Seeking to understand the harmonic language of which he was an undisputed master, he looked to natural philosophy for guidance. Influenced initially by Descartes, Rameau proposed a mechanistic model of harmonic syntax based upon the generation and concatenation of chords using his system of the basse fondamentale. Essentially, the fundamental bass is a succession of chord fundamentals (“roots”) by which any harmonic succession can be tracked and reduced to a few fundamental cadential prototypes. Its conceptual appeal was further enhanced with Rameau’s discovery in 1726 of the corps sonore–the ratios of resonating partials sounded in an ideal vibrating body. As these ratios coincided with those by which most harmonies and their succession were composed (primarily perfect fifths and thirds), Rameau was convinced he had found the “natural” origin of music. In later works, Rameau further revised his theory of the fundamental bass, incorporating elements of Newtonian science and Lockean sensationalism.

While the details of Rameau’s theory are often intricate, his basic claim to have found the natural principal of music was easily understandable. His discoveries were hailed by contemporary intellectuals as a stunning achievement on par with Newton in science. The Encyclopedists were particularly drawn to Rameau’s ideas, and both Diderot, Denis and d’Alembert served in different capacities to help formulate and disseminate his writings. Even Rousseau, in his music articles for the Encyclopédie, offered grudging admiration to Rameau’s contributions to the pedagogy of harmony.

In his last years, Rameau fell afoul of each of the Encyclopedists, engaging in bitter polemics offer aspects of his theory–both metaphysical and scientific.

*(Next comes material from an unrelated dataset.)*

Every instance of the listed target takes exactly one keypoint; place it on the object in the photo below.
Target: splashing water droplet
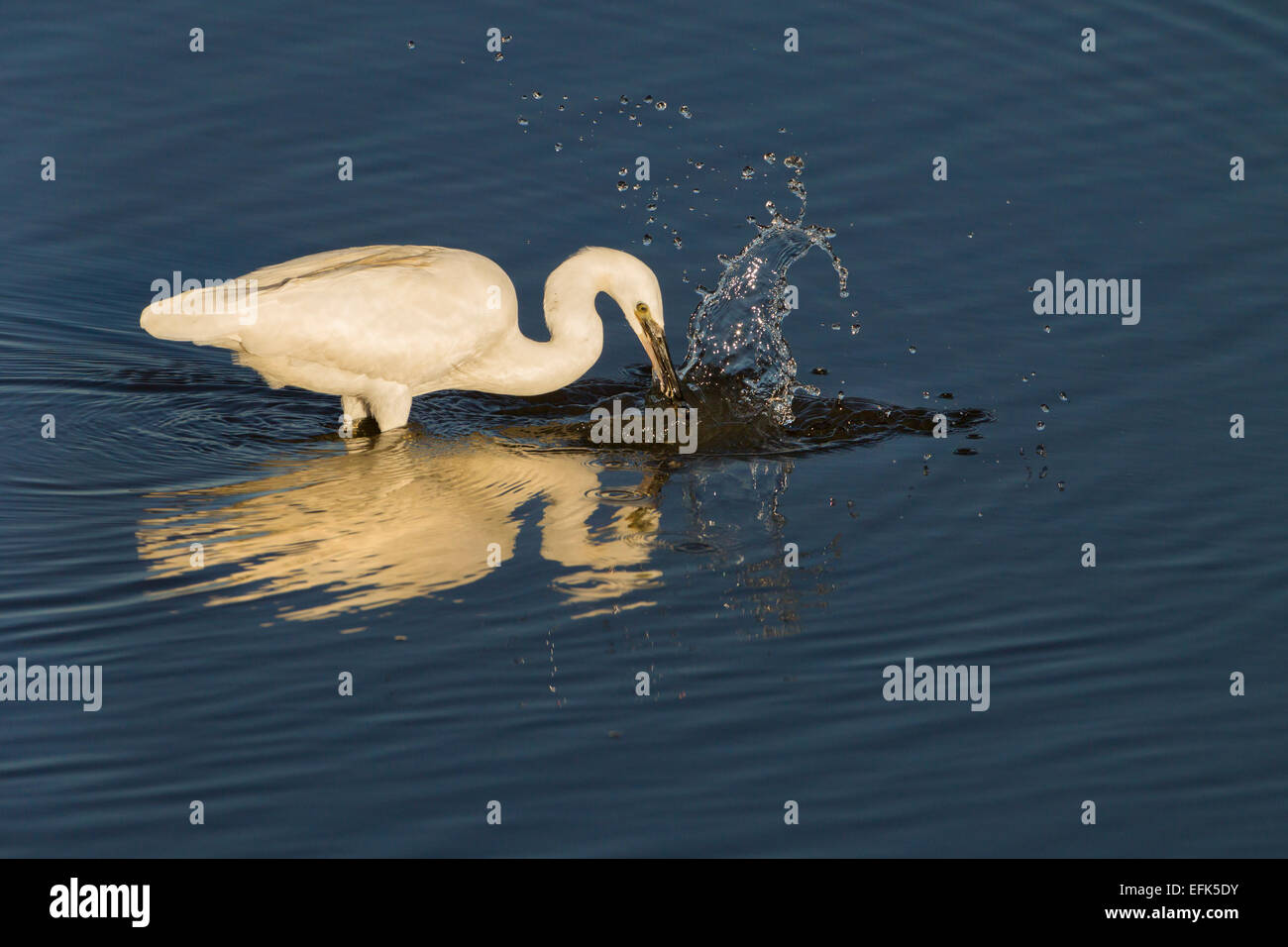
(735, 341)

Still, critics such as Diderot continued to acknowledge the value of Rameau’s theory of the fundamental bass, and even at the end of the twentieth and at the beginning of the twenty-first centuries his music theory continues to form the foundation of most pedagogies of tonal music.

Further Reading:

T. Christensen, Rameau and Musical Thought in the Enlightenment, 1993.

C. Verba, Music and the French Enlightenment: Reconstruction of a Dialogue, 1992.